Amazon is by far the leading ecommerce company globally and the third largest company in the world behind Apple and Microsoft. The company has established a huge subscriber base with its Prime offering, which offers delivery from as soon as the same day for certain products. While luring customers in with one-day deliveries has proven to be a good move by Amazon, it is also expensive. The company’s shipping and fulfillment costs grew by over 34% in the last quarter, compared with the previous year. These costs are growing more quickly than the company’s sales, with net product sales growing by 22% in Q1 2020.
The possibility of autonomous deliveries could significantly push costs down. Essentially, the company could sell goods and deliver them using driverless technology. Shipping costs would plummet and without the need to hire human drivers, the company could also save additional costs. This is a key driver of Amazon’s interest in Zoox. Paying drivers to deliver its goods to customers is one of the biggest costs that Amazon faces. As such the company is willing to make significant investment in automating its business. The company has made a series of acquisitions and advancements within this field but operating autonomous delivery at scale remains out of reach at present. The potential acquisition of Zoox would bring Amazon a step closer to bringing delivery totally in-house and automating its delivery service.

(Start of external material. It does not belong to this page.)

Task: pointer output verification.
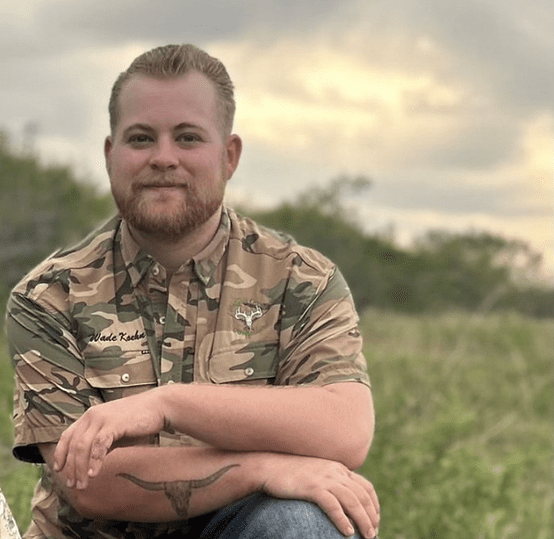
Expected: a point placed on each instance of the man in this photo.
(184, 372)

Zoox could also place Amazon firmly in the race for developing commercially viable self-driving technology. Self-driving technology remains out of reach at present and hasn’t come to fruition anywhere near as quickly as was once expected. The capital required for this has been spiraling and accidents have put the technology out of reach of being regulated. In this way acquiring this company presents a risk. However, given that Amazon has already made a number of acquisitions within the auto industry, the company could become a major automotive player if the Zoox purchase goes ahead.
What’s more, buying the company now would mean the ecommerce giant is likely to pay below Zoox’s $3.2bn valuation received in its most recent funding round in 2018. Prior to the COVID-19 pandemic, the company had begun to reach a point where it was in need of new funds. Spiraling costs and settlements with Tesla have taken their toll on Zoox. The company had already begun to reduce the number of employees and as the coronavirus pandemic hit it let go 120 contract workers and reduced its workforce by 10%. With the pandemic putting a halt to the company showcasing its latest technology, it faces a difficult few months. As such, any buyer looking to acquire the company now will likely pay significantly below the $3.2bn valuation.